Best development path


We are just getting started with CUDA app development for Jetson TX1 board. What’s the best development path for this? Cross-compilation or Native?

If cross-compilation is used, is there any specific tutorial that we can use to set-up Nsight on a 64-bit Ubuntu host?

I have searched around on the forum and have not found a strong response for the same.

Thank you!

For kernel build you really need cross-compile (the next L4T release may change this). I believe CUDA development in user space is probably easiest directly on JTX1 (my opinion…others may be set up for convenient cross-development from a desktop host).

Here’s a thread which lightly touches on the specifics of cross-compiling a kernel for JTX1:

Knowledge you may find useful is that currently L4T user space is 32-bit, but kernel is 64-bit, which is why two compilers are used during kernel builds, but only one compiler is used during user space build. Add to this that the next L4T release (I don’t know when that is) will put everything into 64-bit (both kernel space and user space), and you’ll be back to using a single compiler for everything (I imagine there will be significant performance improvements too).

Thank you for that information! It is helpful to know that current user space is 32-bit.

We had a Ubuntu host cross-compilation set-up for TK1 through Nsight CUDA and were able to utilize that set-up again for TX1. Though Nsight has difficulty pushing the locally built executable to remote platform, we just scp it to TX1 at the moment.

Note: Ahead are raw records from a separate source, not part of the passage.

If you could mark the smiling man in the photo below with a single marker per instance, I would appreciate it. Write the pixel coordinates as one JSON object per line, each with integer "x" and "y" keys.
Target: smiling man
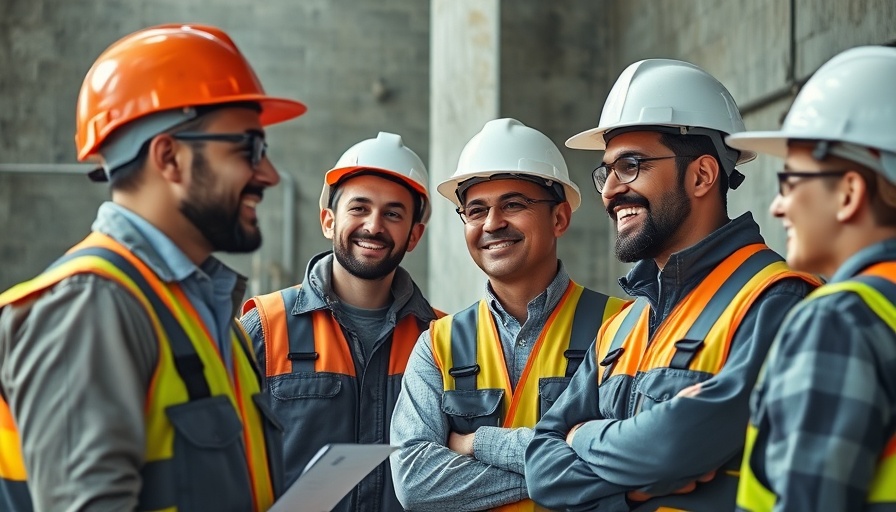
{"x": 125, "y": 382}
{"x": 660, "y": 404}
{"x": 823, "y": 424}
{"x": 333, "y": 349}
{"x": 479, "y": 380}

Currently Ubuntu’s graphical features are up and running but it is better for us to go back to headless configuration for accurate benchmarking of CUDA applications. Is it possible to do so in a revertible fashion?

Thank you!

This URL may seem unrelated, but notes on remote execution and complications with CUDA apply for your case:

If you can run remote execution without passing through an X11 DISPLAY to your desktop, headless should be fine. If your program executes with error and complains when no DISPLAY variable is set (such as ssh with no “-X” and no “-Y”), then probably native execution and display on Jetson is required for accurate benchmarking.

Thank you for the post and notes!

We do more of non-graphical applications hence headless is preferred. I was able to add a Screen entry to xorg.conf to get to a terminal based interface. When I run tegrastats, I can see GPU staying at 0% until our application kicks in.

I recently got my first TX1, and I’m finding compiling locally on the TX1 or crosscompiling on even a eight-core linux box prohibitively slow. Some time this week I’ll be setting up a proper cross-compilation environment to run on AWS, so I can fire up a 32-core instance, build, transfer, then shut down.

I’ve done this for the Raspberry Pi, and it has been a life saver; the whole kernel (+modules, of course) compiles in about 4 minutes.

If there is interest, I’ll share the AMI and/or instructions on how to set one up.